I bring you a bit of romance today. I don’t do that often, but I couldn’t resist this one. Blame Rosie.

Shoot the Moon by Bella Cassidy

Shoot the Moon: An alternative game of hearts by Bella Cassidy 

Tassie loves many things: her friends, her job, her garden. Even her first boyfriend. But there’s a kind of love she just can’t find.

Until, in losing everything, she sees what she needed most was there all along.

Sometimes it’s not the person you need to forget, but the person you need to forgive.

Shoot the Moon is the sweetest of bittersweet novels, combining two very different love stories. One of which will probably make you cry.

Tassie Morris is everyone’s favourite wedding photographer, famous for her photos of offbeat ceremonies and alternative brides. Yet commitment is proving impossible for Tassie herself, who cannot forget her first love.

When she’s sent to photograph a ceremony on Schiehallion – the Fairy Hill of the Scottish Caledonians – she meets Dan, who might be the one to make her forget her past. That is, until a family crisis begins a chain of events that threaten to destroy not only Tassie’s love life, but her entire career.

Set in a colourful world of extraordinary weddings, Shoot the Moon explores the complexities of different kinds of love: romantic love, mother love, friendship. And, ultimately, the importance of loving yourself.

“If there’s someone in your life whom you’ve never quite got over – perhaps this book could help explain one of the reasons why.”

 https://www.amazon.com//dp/B09D2DHZYG/

https://www.amazon.co.uk//dp/B09D2DHZYG/

https://www.amazon.es//dp/B09D2DHZYG/

Autor Bella Cassidy

About the author:

Bella Cassidy grew up in the West Country – reading contemporary romances, romances, historical novels, literary fiction… Just about anything she could lay her hands on. After a few years in London, working as a waitress and in PR and advertising, she went to Sussex to read English – despite admitting in her pre-interview that this rather sociable period in her life had seen her read only one book in six months: a Jilly Cooper.

She’s had an eclectic range of jobs: including in the world of finance; social housing fundraising; a stint at the Body Shop – working as Anita Roddick’s assistant; as a secondary school teacher, then teaching babies to swim: all over the world.

She’s done a lot of research for writing a weddings romance, having had two herself.
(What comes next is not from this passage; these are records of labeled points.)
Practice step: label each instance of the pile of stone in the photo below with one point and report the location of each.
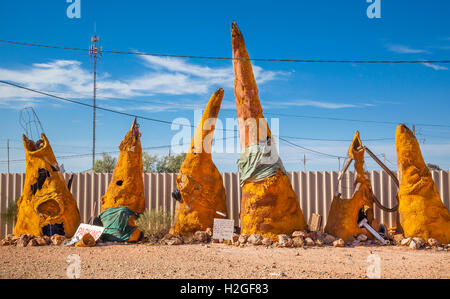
(28, 240)
(419, 243)
(296, 239)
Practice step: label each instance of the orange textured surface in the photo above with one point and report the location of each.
(52, 203)
(269, 207)
(199, 181)
(126, 188)
(422, 213)
(343, 215)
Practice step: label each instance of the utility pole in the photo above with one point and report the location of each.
(95, 52)
(7, 148)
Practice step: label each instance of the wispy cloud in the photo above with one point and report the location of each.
(314, 103)
(435, 66)
(160, 76)
(402, 49)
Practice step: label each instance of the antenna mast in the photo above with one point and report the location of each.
(94, 52)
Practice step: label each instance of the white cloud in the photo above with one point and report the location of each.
(161, 76)
(435, 66)
(405, 49)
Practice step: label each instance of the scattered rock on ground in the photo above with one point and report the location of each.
(235, 237)
(188, 238)
(300, 233)
(298, 242)
(266, 242)
(329, 239)
(362, 237)
(175, 240)
(201, 236)
(23, 240)
(284, 240)
(57, 239)
(419, 241)
(339, 243)
(243, 238)
(309, 241)
(433, 242)
(32, 242)
(413, 245)
(313, 235)
(397, 238)
(255, 239)
(405, 242)
(319, 242)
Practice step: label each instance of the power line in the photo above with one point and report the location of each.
(91, 106)
(310, 150)
(134, 115)
(352, 120)
(112, 152)
(228, 58)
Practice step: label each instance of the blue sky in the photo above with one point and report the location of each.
(166, 88)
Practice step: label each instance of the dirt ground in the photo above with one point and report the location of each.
(221, 261)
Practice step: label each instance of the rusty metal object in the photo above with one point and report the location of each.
(46, 206)
(126, 188)
(342, 219)
(269, 206)
(422, 213)
(201, 194)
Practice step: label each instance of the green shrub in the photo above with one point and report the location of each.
(154, 224)
(10, 215)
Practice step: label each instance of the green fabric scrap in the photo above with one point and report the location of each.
(115, 222)
(257, 162)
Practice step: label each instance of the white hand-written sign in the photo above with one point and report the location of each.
(94, 230)
(223, 229)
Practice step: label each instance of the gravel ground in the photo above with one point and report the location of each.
(221, 261)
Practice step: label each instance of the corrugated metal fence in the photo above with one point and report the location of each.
(314, 190)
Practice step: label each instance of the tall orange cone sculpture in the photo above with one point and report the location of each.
(124, 199)
(422, 213)
(46, 206)
(269, 205)
(342, 220)
(199, 182)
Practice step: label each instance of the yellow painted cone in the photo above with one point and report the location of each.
(342, 220)
(199, 181)
(126, 188)
(422, 213)
(46, 206)
(269, 206)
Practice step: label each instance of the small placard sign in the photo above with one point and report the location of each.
(223, 229)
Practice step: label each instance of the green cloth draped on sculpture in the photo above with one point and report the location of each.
(115, 222)
(259, 161)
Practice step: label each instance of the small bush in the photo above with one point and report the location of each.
(10, 215)
(154, 224)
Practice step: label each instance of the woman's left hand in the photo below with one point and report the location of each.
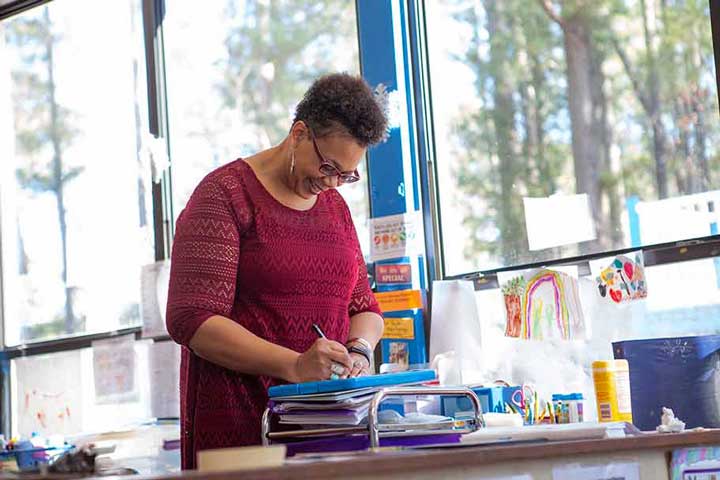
(360, 366)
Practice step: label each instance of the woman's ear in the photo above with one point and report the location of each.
(299, 132)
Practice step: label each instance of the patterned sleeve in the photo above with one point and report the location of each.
(203, 266)
(362, 298)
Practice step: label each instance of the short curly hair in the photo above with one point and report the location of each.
(341, 102)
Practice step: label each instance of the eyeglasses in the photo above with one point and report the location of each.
(330, 170)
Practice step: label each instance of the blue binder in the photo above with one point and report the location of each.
(326, 386)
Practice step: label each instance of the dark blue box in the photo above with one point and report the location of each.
(682, 373)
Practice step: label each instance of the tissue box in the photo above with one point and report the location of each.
(682, 373)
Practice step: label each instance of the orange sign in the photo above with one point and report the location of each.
(399, 328)
(399, 300)
(397, 273)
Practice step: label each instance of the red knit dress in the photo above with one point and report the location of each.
(240, 253)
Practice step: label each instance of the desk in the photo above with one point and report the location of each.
(650, 451)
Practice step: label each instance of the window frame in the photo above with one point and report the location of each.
(152, 16)
(654, 254)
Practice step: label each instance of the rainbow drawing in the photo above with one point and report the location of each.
(561, 311)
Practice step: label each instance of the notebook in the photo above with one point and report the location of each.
(326, 386)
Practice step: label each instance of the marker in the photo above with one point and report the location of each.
(318, 330)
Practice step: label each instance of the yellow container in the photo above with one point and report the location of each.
(612, 390)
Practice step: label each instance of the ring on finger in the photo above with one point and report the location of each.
(337, 369)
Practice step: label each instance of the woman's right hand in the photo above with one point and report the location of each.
(316, 363)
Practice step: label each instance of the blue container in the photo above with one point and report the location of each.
(492, 399)
(682, 373)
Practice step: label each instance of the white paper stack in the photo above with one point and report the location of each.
(328, 409)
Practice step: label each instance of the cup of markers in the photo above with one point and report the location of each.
(568, 408)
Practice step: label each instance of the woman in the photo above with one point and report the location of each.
(264, 249)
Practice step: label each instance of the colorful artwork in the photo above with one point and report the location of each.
(512, 293)
(623, 280)
(543, 304)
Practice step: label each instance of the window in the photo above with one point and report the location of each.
(76, 226)
(566, 130)
(235, 72)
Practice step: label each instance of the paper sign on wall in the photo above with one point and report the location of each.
(558, 220)
(114, 370)
(395, 236)
(395, 274)
(399, 300)
(399, 328)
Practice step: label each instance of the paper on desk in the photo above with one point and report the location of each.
(342, 404)
(326, 417)
(327, 397)
(570, 431)
(610, 471)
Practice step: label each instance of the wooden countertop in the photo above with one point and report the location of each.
(405, 461)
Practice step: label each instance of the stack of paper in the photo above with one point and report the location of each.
(324, 409)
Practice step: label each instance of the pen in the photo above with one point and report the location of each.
(318, 330)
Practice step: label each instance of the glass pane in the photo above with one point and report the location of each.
(235, 72)
(573, 129)
(75, 215)
(72, 397)
(682, 300)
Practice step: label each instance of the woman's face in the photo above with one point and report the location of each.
(324, 162)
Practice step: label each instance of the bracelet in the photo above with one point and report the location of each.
(361, 341)
(362, 351)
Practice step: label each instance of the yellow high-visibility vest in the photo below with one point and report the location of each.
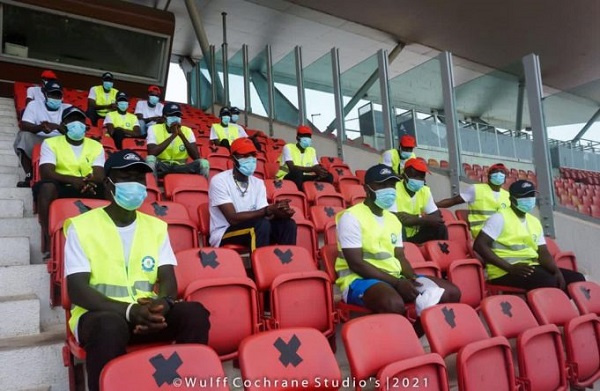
(66, 161)
(109, 273)
(378, 244)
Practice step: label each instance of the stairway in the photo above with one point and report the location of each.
(31, 333)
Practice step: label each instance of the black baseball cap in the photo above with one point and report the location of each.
(172, 108)
(379, 173)
(522, 188)
(125, 159)
(73, 111)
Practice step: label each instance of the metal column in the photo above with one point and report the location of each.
(270, 89)
(382, 61)
(300, 86)
(454, 149)
(541, 155)
(246, 70)
(338, 100)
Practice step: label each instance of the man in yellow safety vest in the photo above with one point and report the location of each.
(119, 268)
(513, 247)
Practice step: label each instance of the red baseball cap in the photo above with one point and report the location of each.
(408, 141)
(242, 146)
(303, 129)
(154, 90)
(48, 74)
(417, 164)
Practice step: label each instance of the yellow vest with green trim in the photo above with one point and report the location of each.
(412, 205)
(66, 161)
(102, 100)
(485, 205)
(175, 152)
(109, 273)
(306, 159)
(231, 133)
(516, 243)
(379, 244)
(126, 123)
(397, 163)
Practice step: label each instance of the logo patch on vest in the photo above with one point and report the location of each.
(148, 263)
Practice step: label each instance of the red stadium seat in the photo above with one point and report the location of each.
(483, 363)
(194, 361)
(216, 278)
(367, 342)
(582, 333)
(291, 354)
(539, 348)
(183, 233)
(586, 295)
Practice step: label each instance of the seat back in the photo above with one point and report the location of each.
(551, 306)
(507, 315)
(156, 368)
(289, 354)
(367, 342)
(586, 295)
(449, 327)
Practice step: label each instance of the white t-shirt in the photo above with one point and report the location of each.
(151, 137)
(494, 225)
(224, 190)
(287, 156)
(36, 112)
(35, 93)
(213, 133)
(146, 111)
(349, 232)
(47, 155)
(469, 194)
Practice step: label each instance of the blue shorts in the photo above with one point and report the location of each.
(357, 290)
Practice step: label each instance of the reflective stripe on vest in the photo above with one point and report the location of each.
(103, 100)
(378, 244)
(485, 205)
(109, 274)
(412, 205)
(126, 123)
(517, 243)
(306, 159)
(231, 133)
(66, 161)
(176, 151)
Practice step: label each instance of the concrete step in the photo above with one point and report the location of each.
(15, 252)
(11, 209)
(24, 227)
(31, 279)
(32, 362)
(16, 193)
(20, 315)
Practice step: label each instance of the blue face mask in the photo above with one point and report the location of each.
(247, 165)
(75, 130)
(385, 198)
(173, 120)
(129, 195)
(526, 205)
(305, 142)
(122, 106)
(414, 185)
(53, 104)
(497, 178)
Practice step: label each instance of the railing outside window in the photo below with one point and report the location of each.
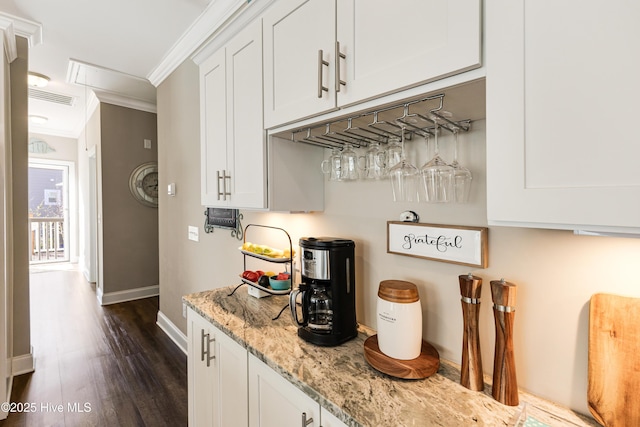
(47, 241)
For her first she was eight months pregnant – a whale in bright orange – and was married in a barn with wood fires burning. The second saw her in elegant Edwardian silk, crystals and lace, teamed with yellow wellies and a cardigan. Both were great fun; but it was lovely having her daughter alongside, rather than inside her at the second one.

https://www.amazon.com/Bella-Cassidy/e/B09D3CZX2M/

My review:

I write this as a member of Rosie’s Book Review Team (author, check here if you are interested in getting your book reviewed) and thank her and the author for this opportunity to read and review an early ARC copy of this romantic novel.

I am familiar with the name of the author but not being a big reader of romantic novels (I read the odd one and usually enjoy them, but in general prefer other genres and sometimes read them to take a break or when I need something different to my usual read) I hadn’t read one of hers yet. My mother is a big fan of shows about weddings and wedding dresses, and I thought the job of the protagonist promised some amusing adventures, and that was indeed the case, but there was much more to the novel than that.

The description of this novel is very accurate, and I think it gives a good indication of what readers can expect from it. This is a romantic novel, with a background in the world of wedding photos and wedding magazines (and it is eye-opening to realise how much insight a photographer can get into the lives and relationships of those she photographs), with some of the ceremonies taking place in wonderful settings all over the British Isles (or almost), from London, to Exeter, the Scottish Highlands, even New York (sort of), and with stops in Somerset and Shropshire, among other places. We also have wonderful contrasts between city and country life (managing a farm, cheese making, dog breeding… also make an appearance), and although most of the story is narrated in a chronological order (with some jumps forward in time) between 2014 and 2016, Tassie, the main protagonist, also remembers scenes from her youth and her recent past, and quite late in the book we get snippets of a diary set at a much earlier time (when Tassie was a very young child). I won’t go into a lot of detail, to avoid revealing too much, but there are secrets that help explain difficult family relationships and behaviours, and, most importantly, this is one of those novels that I would classify as an adult coming of age stories, because a character that seemed to have got stuck at a young age (much younger than their chronological age), finally gets to mature and grow up. Oh, and there is a touch of the spiritual/paranormal as well.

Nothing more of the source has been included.